E.g. something like this:
int str1Length = strlen(str1);
int str2Length = strlen(str2);
char* output = (char*) malloc(str1Length + str2Length + 1);
int j = 0;
for (int i = 0; i < str1Length; i++)
{
output[j++] = str1[i];
if (str2Length < i)
output[j++] = str2[i];
}
if (str2Length > str1Length)
{
for (int i = str2Length - str1Length; i < str2Length; i++)
{
output[j++] = str2[i];
}
}
Psudo code below, but does anyone have any idea why this would be breaking the heap? The urlencode function is a standard library function downloaded elsewhere, and appears to function as designed.
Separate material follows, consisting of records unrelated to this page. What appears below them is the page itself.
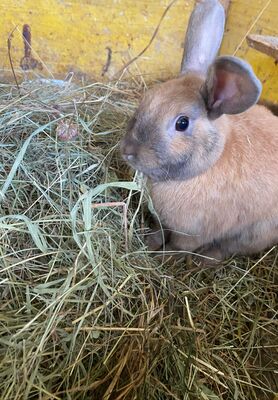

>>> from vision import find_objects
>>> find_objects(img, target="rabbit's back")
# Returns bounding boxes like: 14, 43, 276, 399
152, 106, 278, 242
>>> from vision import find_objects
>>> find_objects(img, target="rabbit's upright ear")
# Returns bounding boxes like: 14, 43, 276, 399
181, 0, 225, 76
203, 56, 262, 119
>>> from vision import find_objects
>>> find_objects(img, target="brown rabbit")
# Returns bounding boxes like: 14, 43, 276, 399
122, 0, 278, 260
In the actual code I'm using dynamic size char arrays, thus the reason for the malloc requirement in main.
/* Returns a url-encoded version of str */
/* IMPORTANT: be sure to free() the returned string after use */
char *urlencode(char *str) {
//char *pstr = str, *buf = malloc(strlen(str) * 3 + 1), *pbuf = buf;
char *pstr = str, *buf = malloc(strlen(str) * 3 + 1), *pbuf = buf;
while (*pstr) {
if (isalnum(*pstr) || *pstr == '-' || *pstr == '_' || *pstr == '.' || *pstr == '~')
*pbuf++ = *pstr;
else if (*pstr == ' ')
*pbuf++ = '+';
else
*pbuf++ = '%', *pbuf++ = to_hex(*pstr >> 4), *pbuf++ = to_hex(*pstr & 15);
pstr++;
}
*pbuf = '\0';
return buf;
}
int testFunction(char *str) {
char *tmpstr;
tmpstr = urlencode(str);
// Now we do a bunch of stuff
// that doesn't use str
free(tmpstr);
return 0;
// At the end of the function,
// the debugger shows str equal
// to "This is a test"
}
int main() {
char *str = NULL;
str = malloc(100);
strcpy(str, "This is a test");
testFunction(str);
free(str); // Debugger shows correct value for str, but "free" breaks the heap
return 0;
}
Thanks.
I would guess that str was already freed by free(tmpstr); - please have a look at the behavior of the urlencode-function. It seems like it does not generate a new string as return value, but passes the (changed) input string back.
the problem turned out to be an issue with the size calculation for the initial malloc of str being executed as 0. Thank you for the comments, unfortunately no way to really mark an answer as comments.
If this is an improper way to close this out, please let me know.